For convolutional encoders of rate $1/n$, which will be exclusively considered here, two arrows depart from each state $S_{\mu}$ ,
- one red one for the current information bit $u_i = 0$ and.
- a blue one for $u_i = 1$.
This is another reason why the state transition diagram shown is not complete. It is to be mentioned furthermore:
- At each state also two arrows arrive, whereby these can be absolutely of the same color.
- Next to the arrows there are usually the $n$ code bits. This was also omitted here.
Hints:
- The exercise belongs to the chapter "Code Description with State and Trellis Diagram".
- In "Exercise 3.7Z" two convolutional codes with memory $m = 3$ are examined, both of which can be described by the transition diagram analyzed here.
- Please include the appropriate index $\mu$ for all questions.
- Reference is made in particular to the sections
Questions
Solution
(1) The placeholder $\mathbf{A}$ represents the state $S_0$ ⇒ $u_{i-1} = 0, \ u_{i-2} = 0, \ u_{i-3} = 0$.
- This is the only state $S_{\mu}$ where one remains in the same state $S_{\mu}$ by the infobit $u_i = 0$ (red arrow).
- From the state $S_7$ ⇒ $u_{i-1} = 1, \ u_{i-2} = 1, \ u_{i-3} = 1$ one comes with $u_i = 1$ (blue arrow) also again to the state $S_7$.
- Thus, for $\mathbf{A}$ the index $\underline{\mu = 0}$ and for $\mathbf{F}$ the index $\underline{\mu = 7}$ had to be entered.
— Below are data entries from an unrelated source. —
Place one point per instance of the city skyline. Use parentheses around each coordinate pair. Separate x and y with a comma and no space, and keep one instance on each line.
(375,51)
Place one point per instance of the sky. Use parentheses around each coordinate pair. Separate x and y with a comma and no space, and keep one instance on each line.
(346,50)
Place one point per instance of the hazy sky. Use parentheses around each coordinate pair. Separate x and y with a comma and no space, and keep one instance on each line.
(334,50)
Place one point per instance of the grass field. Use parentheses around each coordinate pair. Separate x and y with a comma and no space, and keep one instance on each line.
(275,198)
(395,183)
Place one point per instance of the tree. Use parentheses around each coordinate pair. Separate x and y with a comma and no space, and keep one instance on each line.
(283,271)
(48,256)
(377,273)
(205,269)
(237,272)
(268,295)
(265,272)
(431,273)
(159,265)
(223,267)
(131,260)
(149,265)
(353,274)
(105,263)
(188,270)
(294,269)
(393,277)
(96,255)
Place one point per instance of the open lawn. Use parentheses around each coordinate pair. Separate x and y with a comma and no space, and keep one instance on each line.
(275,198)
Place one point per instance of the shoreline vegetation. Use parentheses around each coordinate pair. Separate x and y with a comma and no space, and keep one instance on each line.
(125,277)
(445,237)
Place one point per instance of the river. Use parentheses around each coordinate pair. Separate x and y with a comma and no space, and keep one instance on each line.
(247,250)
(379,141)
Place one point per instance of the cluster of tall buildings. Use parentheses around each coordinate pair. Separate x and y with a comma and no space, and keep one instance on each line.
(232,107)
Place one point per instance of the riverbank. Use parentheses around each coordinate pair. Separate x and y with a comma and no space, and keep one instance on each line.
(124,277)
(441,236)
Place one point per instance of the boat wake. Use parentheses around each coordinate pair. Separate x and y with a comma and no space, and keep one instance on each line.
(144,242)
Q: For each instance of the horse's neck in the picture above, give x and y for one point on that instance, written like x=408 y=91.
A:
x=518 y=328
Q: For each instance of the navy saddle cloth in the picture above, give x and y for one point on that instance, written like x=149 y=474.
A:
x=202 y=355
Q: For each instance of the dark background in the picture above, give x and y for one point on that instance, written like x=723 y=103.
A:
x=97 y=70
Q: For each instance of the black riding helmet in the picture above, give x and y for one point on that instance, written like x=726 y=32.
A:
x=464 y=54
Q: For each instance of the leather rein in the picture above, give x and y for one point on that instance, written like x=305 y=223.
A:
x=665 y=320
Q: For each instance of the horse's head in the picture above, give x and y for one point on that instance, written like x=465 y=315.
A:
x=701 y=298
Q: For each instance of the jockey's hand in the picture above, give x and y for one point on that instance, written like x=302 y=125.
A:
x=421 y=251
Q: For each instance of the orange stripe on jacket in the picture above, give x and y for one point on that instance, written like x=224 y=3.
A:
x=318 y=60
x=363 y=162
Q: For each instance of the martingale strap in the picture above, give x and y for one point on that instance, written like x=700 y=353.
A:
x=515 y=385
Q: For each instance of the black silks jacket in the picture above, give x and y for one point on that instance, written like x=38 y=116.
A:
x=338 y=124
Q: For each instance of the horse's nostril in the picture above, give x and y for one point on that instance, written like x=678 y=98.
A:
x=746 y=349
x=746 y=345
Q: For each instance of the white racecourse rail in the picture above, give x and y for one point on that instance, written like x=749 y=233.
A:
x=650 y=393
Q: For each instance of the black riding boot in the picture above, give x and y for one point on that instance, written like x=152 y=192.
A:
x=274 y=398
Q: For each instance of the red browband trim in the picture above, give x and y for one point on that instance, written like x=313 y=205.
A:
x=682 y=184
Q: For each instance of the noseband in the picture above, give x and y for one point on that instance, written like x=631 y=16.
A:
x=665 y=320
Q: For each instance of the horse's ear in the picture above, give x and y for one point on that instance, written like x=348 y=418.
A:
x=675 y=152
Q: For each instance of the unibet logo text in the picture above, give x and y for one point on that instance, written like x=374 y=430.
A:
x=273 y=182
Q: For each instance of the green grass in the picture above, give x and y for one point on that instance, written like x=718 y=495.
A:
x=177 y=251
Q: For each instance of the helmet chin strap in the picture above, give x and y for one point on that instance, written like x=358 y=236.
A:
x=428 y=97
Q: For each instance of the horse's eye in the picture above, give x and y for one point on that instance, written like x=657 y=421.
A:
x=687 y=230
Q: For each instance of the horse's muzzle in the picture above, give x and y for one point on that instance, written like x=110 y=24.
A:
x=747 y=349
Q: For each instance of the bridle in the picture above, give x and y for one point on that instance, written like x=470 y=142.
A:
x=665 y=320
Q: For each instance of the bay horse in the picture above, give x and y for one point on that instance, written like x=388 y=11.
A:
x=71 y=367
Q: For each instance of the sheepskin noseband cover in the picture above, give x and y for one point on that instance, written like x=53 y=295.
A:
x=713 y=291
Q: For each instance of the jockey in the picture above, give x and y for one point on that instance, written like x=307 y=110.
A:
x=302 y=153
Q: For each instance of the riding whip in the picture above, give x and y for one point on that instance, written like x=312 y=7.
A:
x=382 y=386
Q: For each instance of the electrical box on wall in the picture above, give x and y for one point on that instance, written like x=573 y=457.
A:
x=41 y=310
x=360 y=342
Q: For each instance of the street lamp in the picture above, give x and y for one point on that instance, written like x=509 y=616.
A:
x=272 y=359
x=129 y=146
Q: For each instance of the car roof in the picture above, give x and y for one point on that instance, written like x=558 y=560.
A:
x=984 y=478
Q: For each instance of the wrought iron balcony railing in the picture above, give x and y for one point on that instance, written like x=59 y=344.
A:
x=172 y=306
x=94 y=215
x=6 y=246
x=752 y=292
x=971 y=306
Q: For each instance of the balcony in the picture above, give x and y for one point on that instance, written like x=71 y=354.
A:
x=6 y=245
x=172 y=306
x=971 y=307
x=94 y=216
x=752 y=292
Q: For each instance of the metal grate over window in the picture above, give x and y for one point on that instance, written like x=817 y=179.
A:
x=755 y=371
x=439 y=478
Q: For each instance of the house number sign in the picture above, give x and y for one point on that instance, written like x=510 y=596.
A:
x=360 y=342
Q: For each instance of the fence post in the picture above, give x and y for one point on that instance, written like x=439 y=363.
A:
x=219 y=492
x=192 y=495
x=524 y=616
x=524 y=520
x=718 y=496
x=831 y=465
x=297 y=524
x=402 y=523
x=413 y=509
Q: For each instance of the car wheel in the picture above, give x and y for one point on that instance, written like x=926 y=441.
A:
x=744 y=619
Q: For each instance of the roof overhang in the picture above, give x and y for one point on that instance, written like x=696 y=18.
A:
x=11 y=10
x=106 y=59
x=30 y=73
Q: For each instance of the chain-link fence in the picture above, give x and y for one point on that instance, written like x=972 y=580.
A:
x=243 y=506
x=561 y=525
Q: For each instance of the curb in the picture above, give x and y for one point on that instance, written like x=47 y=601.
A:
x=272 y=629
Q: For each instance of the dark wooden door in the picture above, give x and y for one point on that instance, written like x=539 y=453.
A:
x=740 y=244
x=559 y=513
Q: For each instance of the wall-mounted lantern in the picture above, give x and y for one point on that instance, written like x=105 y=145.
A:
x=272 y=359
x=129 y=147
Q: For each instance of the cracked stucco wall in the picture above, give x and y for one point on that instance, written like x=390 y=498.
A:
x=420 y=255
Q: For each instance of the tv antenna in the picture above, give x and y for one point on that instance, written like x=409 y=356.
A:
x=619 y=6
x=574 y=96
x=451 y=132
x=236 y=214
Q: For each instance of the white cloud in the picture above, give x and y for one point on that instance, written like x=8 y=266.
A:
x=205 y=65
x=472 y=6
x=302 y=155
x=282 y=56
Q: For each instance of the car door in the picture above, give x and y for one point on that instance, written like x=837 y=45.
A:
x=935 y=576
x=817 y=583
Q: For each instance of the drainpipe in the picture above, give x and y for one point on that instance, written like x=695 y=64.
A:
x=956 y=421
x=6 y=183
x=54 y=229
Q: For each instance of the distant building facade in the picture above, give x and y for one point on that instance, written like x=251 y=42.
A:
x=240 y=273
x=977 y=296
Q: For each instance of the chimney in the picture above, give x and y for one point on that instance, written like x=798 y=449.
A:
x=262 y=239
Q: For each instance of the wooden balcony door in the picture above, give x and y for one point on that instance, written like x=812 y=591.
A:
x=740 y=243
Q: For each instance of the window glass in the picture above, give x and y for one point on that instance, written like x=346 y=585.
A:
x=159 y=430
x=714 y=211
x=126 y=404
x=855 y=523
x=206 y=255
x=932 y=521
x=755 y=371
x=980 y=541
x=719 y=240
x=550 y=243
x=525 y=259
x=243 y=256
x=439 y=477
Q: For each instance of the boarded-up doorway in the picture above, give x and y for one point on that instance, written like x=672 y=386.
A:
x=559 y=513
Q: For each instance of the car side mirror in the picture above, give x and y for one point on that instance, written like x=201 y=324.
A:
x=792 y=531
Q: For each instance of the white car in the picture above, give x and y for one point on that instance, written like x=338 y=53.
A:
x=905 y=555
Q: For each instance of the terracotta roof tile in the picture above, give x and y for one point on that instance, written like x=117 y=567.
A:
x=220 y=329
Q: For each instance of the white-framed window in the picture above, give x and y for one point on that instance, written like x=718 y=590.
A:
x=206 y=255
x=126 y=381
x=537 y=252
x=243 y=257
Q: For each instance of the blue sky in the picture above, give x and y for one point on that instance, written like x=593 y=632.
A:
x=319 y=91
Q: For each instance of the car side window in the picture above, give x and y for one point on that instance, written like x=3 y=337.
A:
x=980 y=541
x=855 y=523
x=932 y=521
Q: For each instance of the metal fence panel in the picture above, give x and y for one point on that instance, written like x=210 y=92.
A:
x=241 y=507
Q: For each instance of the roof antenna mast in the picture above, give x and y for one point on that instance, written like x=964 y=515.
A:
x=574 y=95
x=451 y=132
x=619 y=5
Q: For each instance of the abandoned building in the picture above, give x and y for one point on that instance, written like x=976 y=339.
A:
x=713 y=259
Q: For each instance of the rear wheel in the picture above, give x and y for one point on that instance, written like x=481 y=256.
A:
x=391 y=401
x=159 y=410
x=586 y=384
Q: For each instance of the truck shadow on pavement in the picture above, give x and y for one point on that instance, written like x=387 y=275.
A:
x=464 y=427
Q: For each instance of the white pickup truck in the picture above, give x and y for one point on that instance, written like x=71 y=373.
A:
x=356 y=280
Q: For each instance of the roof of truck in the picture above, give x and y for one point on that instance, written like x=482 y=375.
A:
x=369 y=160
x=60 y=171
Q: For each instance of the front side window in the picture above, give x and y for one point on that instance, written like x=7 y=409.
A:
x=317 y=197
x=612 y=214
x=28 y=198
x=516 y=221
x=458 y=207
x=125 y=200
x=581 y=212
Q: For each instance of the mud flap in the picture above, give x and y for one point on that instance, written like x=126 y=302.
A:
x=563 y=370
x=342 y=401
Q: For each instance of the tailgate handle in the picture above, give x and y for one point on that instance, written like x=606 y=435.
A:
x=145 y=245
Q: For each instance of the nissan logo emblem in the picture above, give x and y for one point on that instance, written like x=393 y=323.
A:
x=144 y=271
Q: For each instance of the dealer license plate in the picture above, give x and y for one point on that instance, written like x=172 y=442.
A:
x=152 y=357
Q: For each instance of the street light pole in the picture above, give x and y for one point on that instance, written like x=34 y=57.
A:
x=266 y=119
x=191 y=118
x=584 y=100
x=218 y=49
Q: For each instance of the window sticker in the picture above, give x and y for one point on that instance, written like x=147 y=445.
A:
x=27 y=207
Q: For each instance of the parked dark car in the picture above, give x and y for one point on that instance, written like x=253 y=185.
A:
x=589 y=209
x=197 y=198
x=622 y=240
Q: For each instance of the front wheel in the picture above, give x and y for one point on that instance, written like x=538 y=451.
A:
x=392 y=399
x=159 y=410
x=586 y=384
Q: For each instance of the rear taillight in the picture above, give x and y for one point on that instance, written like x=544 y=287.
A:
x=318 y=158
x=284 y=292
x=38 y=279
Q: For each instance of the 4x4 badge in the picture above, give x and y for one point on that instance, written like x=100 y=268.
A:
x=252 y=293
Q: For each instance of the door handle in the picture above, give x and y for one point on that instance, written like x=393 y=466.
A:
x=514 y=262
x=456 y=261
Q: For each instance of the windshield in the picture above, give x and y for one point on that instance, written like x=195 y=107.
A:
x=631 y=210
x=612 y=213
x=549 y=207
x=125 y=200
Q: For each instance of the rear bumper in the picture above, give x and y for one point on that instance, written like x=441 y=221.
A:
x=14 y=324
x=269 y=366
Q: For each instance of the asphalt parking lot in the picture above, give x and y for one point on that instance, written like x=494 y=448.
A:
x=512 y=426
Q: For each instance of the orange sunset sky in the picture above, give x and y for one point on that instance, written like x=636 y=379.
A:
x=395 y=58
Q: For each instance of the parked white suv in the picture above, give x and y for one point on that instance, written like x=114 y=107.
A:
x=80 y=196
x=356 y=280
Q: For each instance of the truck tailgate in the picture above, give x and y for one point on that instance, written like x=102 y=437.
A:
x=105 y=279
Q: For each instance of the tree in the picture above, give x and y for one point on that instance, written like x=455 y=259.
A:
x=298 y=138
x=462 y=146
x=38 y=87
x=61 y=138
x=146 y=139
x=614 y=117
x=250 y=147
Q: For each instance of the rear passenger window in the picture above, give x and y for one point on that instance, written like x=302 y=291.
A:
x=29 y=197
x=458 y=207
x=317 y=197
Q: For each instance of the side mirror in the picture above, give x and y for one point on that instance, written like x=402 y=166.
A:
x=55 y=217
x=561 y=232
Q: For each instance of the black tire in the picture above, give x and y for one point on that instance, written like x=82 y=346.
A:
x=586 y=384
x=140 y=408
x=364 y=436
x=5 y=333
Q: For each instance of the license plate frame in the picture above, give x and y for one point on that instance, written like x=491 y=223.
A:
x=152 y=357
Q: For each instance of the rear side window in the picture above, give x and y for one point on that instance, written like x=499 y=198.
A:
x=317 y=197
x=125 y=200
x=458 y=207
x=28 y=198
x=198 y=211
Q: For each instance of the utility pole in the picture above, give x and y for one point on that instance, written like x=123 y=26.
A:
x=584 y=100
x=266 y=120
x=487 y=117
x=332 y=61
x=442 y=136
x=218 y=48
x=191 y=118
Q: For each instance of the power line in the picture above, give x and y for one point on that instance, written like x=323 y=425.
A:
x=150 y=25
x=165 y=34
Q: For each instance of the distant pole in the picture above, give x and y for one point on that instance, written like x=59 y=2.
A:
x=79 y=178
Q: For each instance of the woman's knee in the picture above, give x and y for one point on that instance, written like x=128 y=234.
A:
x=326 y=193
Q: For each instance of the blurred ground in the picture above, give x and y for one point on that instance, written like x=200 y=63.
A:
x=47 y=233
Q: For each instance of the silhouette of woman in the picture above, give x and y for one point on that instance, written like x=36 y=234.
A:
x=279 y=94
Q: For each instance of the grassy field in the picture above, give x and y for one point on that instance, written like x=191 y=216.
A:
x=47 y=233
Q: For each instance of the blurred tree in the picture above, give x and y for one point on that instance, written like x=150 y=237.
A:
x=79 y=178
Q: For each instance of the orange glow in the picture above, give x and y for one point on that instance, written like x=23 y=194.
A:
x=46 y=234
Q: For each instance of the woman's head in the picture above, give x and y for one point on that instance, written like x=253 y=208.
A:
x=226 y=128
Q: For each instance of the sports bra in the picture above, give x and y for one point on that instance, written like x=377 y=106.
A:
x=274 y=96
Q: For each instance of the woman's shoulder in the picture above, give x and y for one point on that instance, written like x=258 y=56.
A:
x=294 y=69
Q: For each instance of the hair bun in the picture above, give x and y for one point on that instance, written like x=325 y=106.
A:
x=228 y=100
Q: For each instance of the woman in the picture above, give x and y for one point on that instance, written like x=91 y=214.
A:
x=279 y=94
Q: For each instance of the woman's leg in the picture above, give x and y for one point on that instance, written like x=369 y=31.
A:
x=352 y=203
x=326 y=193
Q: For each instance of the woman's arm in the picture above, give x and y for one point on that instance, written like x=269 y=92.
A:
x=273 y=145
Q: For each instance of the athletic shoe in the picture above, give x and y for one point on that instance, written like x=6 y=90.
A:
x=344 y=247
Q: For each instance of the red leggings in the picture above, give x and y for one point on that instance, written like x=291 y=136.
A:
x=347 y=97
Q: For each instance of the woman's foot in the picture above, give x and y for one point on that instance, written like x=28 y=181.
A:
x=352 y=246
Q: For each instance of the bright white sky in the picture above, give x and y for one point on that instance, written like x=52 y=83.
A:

(2) Starting from the state $\mathbf{A} = S_0$, one arrives at the following states according to the initial graph in a clockwise direction with the red arrows $(u_i = 0)$ or the blue arrows $(u_i = 1)$:
- $$u_{i–3} = 0, \ u_{i–2} = 0, \ u_{i–1} = 0, \ u_i = 1 ⇒ s_{i+1} = \mathbf{B} = S_1,$$
- $$u_{i–3} = 0, \ u_{i–2} = 0, \ u_{i–1} = 1, \ u_i = 0 ⇒ s_{i+1} = \mathbf{C} = S_2,$$
- $$u_{i–3} = 0, \ u_{i–2} = 1, \ u_{i–1} = 0, \ u_i = 1 ⇒ s_{i+1} = \mathbf{D} = S_5,$$
- $$u_{i–3} = 1, \ u_{i–2} = 0, \ u_{i–1} = 1, \ u_i = 1 ⇒ s_{i+1} = \mathbf{E} = S_3,$$
- $$u_{i–3} = 0, \ u_{i–2} = 1, \ u_{i–1} = 1, \ u_i = 1 ⇒ s_{i+1} = \mathbf{F} = S_7,$$
- $$u_{i–3} = 1, \ u_{i–2} = 1, \ u_{i–1} = 1, \ u_i = 0 ⇒ s_{i+1} = \mathbf{G} = S_6,$$
- $$u_{i–3} = 1, \ u_{i–2} = 1, \ u_{i–1} = 0, \ u_i = 0 ⇒ s_{i+1} = \mathbf{H} = S_4,$$
- $$u_{i–3} = 1, \ u_{i–2} = 0, \ u_{i–1} = 0, \ u_i = 0 ⇒ s_{i+1} = \mathbf{A} = S_0.$$
- So the indices $\mu$ are to be entered in the order 1, 2, 5, 3, 6, 4.
- The graphic shows the connection between the placeholders and the states $S_{\mu}$.
(3) From state $S_1$ ⇒ $u_{i–1} = 1, \ u_{i–2} = 0, \ u_{i–3} = 0$ one arrives with $u_i = 0$ (red arrow) at state $S_2$. On the other hand, with $u_i = 1$ (blue arrow) one ends up at the state $S_3$ ⇒ $u_{i–1} = 1, \ u_{i–2} = 1, \ u_{i–3} = 0$.
The adjacent graphic shows the state transition diagram with all transitions. From this it can be read:
- From state $S_3$ one comes with $u_i = 0$ to state $S_6$.
- From the state $S_5$ one comes with $u_i = 0$ to the state $S_2$.
- From the state $S_7$ one comes with $u_i = 0$ to the state $S_6$.
Thus, the indices are to be entered in the order 3, 6, 2, 6.